Sukhoi and India plan to sign another contract in the framework of the joint project for the construction of a fifth generation multipurpose combat jet, Alexander Klementyev, a Sukhoi deputy director general told Itar-Tass.

 

“We hope the contract [for experimental design works] will be signed soon,” he was quoted as saying.

 

Indian and Russian government’s first signed the intergovernmental agreement on this project in 2007. Three years after, the sides inked a general contract on joint design and production and then the first engineering development contract. Works under this agreement were completed in 2013. “Since then, we have been working on the second contract for experimental design works,” Klementyev said, adding that this was a unique project aiming at long-term cooperation.

 

“We have never had such a format of cooperation before,” he said. “There used to be licensed production in China and in India, but now it will be joint designing and production of a new combat aircraft.”

 

The Sukhoi/HAL Fifth Generation Fighter Aircraft (FGFA) or Perspective Multi-role Fighter (PMF) is a fifth-generation fighter being developed by India and Russia. An agreement on the project was signed in Moscow on October 18, 2007. The future aircraft will have a number of differences from its Russian prototype - the PAK FA fifth generation fighter - to adjust it to the requirements of the Indian Air Force, the report said.

 

The next step in the FGFA project is the signing the R&D phase of the project which is likely to cost $11 billion.

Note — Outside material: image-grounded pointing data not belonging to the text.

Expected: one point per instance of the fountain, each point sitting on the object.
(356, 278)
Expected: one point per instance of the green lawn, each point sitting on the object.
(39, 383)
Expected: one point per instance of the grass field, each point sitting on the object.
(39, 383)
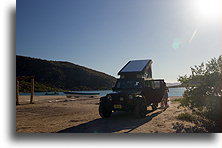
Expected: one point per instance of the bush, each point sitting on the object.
(186, 117)
(204, 90)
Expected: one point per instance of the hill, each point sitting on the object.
(60, 75)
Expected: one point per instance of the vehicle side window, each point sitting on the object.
(148, 84)
(156, 84)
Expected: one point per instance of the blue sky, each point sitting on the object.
(105, 34)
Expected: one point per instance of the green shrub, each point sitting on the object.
(204, 90)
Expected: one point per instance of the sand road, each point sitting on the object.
(51, 114)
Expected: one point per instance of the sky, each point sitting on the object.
(105, 34)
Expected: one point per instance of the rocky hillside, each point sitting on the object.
(62, 75)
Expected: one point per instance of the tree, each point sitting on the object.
(204, 90)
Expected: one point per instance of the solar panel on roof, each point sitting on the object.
(135, 66)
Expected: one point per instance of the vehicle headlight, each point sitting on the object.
(109, 97)
(130, 97)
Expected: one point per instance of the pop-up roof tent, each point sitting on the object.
(137, 69)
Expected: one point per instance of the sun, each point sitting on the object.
(208, 9)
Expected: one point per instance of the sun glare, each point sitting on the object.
(208, 9)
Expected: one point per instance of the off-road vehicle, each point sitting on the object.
(134, 91)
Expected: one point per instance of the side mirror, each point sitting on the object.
(114, 88)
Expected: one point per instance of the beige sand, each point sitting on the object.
(80, 115)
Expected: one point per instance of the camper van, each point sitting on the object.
(134, 91)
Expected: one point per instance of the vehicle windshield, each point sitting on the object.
(128, 84)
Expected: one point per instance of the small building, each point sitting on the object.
(137, 69)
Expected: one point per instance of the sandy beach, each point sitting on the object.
(50, 114)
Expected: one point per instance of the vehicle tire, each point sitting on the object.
(154, 107)
(105, 110)
(140, 110)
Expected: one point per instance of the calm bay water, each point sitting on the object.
(172, 92)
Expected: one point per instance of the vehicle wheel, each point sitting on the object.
(105, 111)
(140, 110)
(154, 107)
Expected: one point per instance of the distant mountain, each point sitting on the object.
(62, 75)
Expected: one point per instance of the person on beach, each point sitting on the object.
(164, 102)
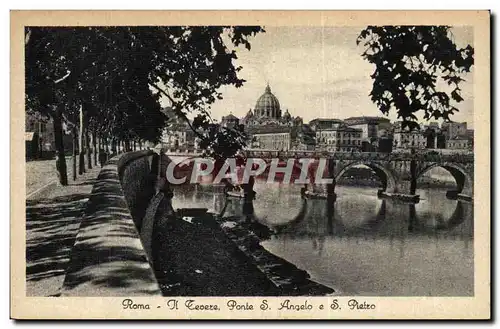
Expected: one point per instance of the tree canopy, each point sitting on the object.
(410, 63)
(116, 77)
(118, 74)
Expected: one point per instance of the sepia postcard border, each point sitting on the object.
(477, 307)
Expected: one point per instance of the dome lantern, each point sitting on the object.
(268, 105)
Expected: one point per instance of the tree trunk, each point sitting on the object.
(94, 142)
(89, 148)
(81, 147)
(106, 144)
(75, 143)
(60, 159)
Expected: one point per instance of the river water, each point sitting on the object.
(364, 245)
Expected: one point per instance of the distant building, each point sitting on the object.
(177, 133)
(230, 121)
(406, 139)
(470, 137)
(453, 129)
(370, 126)
(40, 137)
(342, 138)
(269, 128)
(320, 124)
(458, 143)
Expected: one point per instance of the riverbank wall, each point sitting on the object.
(108, 257)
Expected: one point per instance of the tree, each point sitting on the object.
(117, 75)
(411, 62)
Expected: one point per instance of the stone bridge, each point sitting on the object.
(398, 172)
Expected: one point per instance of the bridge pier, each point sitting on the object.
(403, 191)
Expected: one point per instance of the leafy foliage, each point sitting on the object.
(410, 62)
(119, 74)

India and Russia, in 2010, signed the preliminary design contract (PDC) worth $295 million under which Indian designers and scientists were even stationed in Russia to work out the blueprints and documentation for the fighter.

 

The IAF had initially planned to order 166 single-seat and 48 twin-seat fighters, but India’s chief of air staff said in October 2012 that New Delhi would now go for only 144 single-seat jets, with domestic production slated to begin in 2020.

 

Earlier this year, the Business Standard reported that the Indian Air Force criticised the FGFA project, alleging that the Russian side would be unable to meet their promises about its performance.

 

Russian Ambassador to India Alexander Kadakin rubbished the reports. “We pay no attention to negative publications that appear from time to time and claim that Russia does not fulfil its obligations under the fifth generation fighter aircraft programme,” he was quoted as saying. “Russian-Indian military-technical cooperation under this programme develops as scheduled, and we have not received any official complaints from the Indian side.”